In this blog post, originally published as the foreword of our 2017-18 annual review, Bristol Health Partners Chair Andrea Young reflects on the ups and downs of our partnership over the last year.

It’s been quite a year for Bristol Health Partners, with its ups and downs, including saying goodbye to David Relph, our Director for the last four years.

We have worked hard to align our activities with the programme of Healthier Together, our local Sustainability and Transformation Partnership (STP). It’s been heartening to discover how useful our local STP has found our work and see their interest in our Health Integration Teams (HITs). For example, the Stroke and Integrated Pain Management HITs are now integral to STP priority programmes, which have been accelerated thanks to the Bristol Health Partners HIT model.

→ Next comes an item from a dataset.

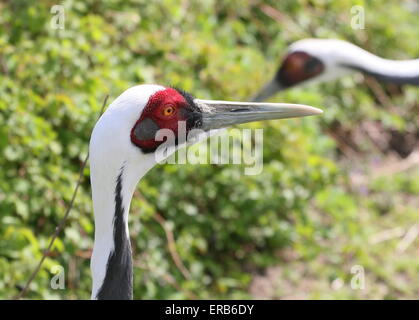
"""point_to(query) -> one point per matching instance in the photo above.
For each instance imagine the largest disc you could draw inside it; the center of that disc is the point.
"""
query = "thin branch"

All our HITs have just been through a rigorous exercise to strengthen their work streams, focusing on the projects that make an impact on patients, service users and members of the public, and can be embedded in the local system. It can be quite challenging to evidence what you’re doing and demonstrate whether it’s making a difference, and to possibly even stop doing things that you’re passionate about. I must thank the HITs for participating so openly and enthusiastically in this process.

Alongside the HITs, we have refined the system-wide work in Bristol Health Partners’ portfolio, to focus on making a strategic difference. We are focusing our efforts on creating a health data source inventory for Bristol, North Somerset and South Gloucestershire. This project really demonstrates what only Bristol Health Partners can do: leveraging the potential across a broad range of local organisations and making connections that individual institutions wouldn’t have been capable of alone. This work will really pay dividends in the future.

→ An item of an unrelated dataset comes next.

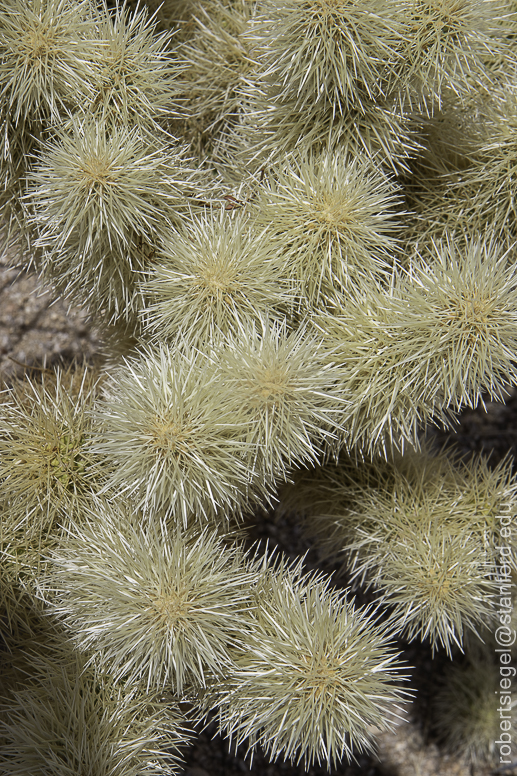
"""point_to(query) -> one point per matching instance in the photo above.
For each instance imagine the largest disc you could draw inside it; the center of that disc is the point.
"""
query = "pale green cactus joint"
(296, 225)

We were pleased to again have Bristol City Council as a full funding partner in 2017-18. We remain a unique partnership that joins the NHS, academic and local government together for the benefit of people in Bristol. The Council brings the essential voice of public health and social care to the table.

Contributions from some other partners have reduced, so there have been some difficult decisions to make. Against this backdrop, we have continued to prioritise the things that Bristol Health Partners does well. We should reflect on our achievements, including the £340,000 a year we know our HITs have saved the local health system, and the many millions they bring in funding each year – this year their contribution exceeded £4.5 million. This is all thanks to the connected research and delivery community that our partnership has created.

David Relph’s departure is a moment of sadness for everyone who has worked with him over the last four years. I want to pay tribute to his unstinting energy and enthusiasm, and his embodiment of all the best that Bristol Health Partners stands for. His leadership brought colour and life to the partnership.

He took us in a different direction, making Bristol Health Partners a more outward-facing organisation. During his tenure, there was a sea change in acknowledging and welcoming the contribution of patients and service users, while connecting with the voluntary sector and wider Bristol health community. He has created a much broader coalition, welcoming people in to create a strong network that we now need to sustain. David has laid down a challenge for the Board and the Executive Group, to maintain this welcoming and open ethos. We wish him all the best in his future endeavours and I’m sure we’ll see him again.

David leaves a strong legacy behind. The Board are in the process of signing a new partnership agreement, which secures Bristol Health Partners for the next 18 months and potentially to 2021. And for the core team, who have so much potential, David’s departure is an opportunity for them to shine. Alongside David Wynick and led by Lisa King in her new role as Chief Operating Officer, I for one am excited to see where they will take the partnership in the next year.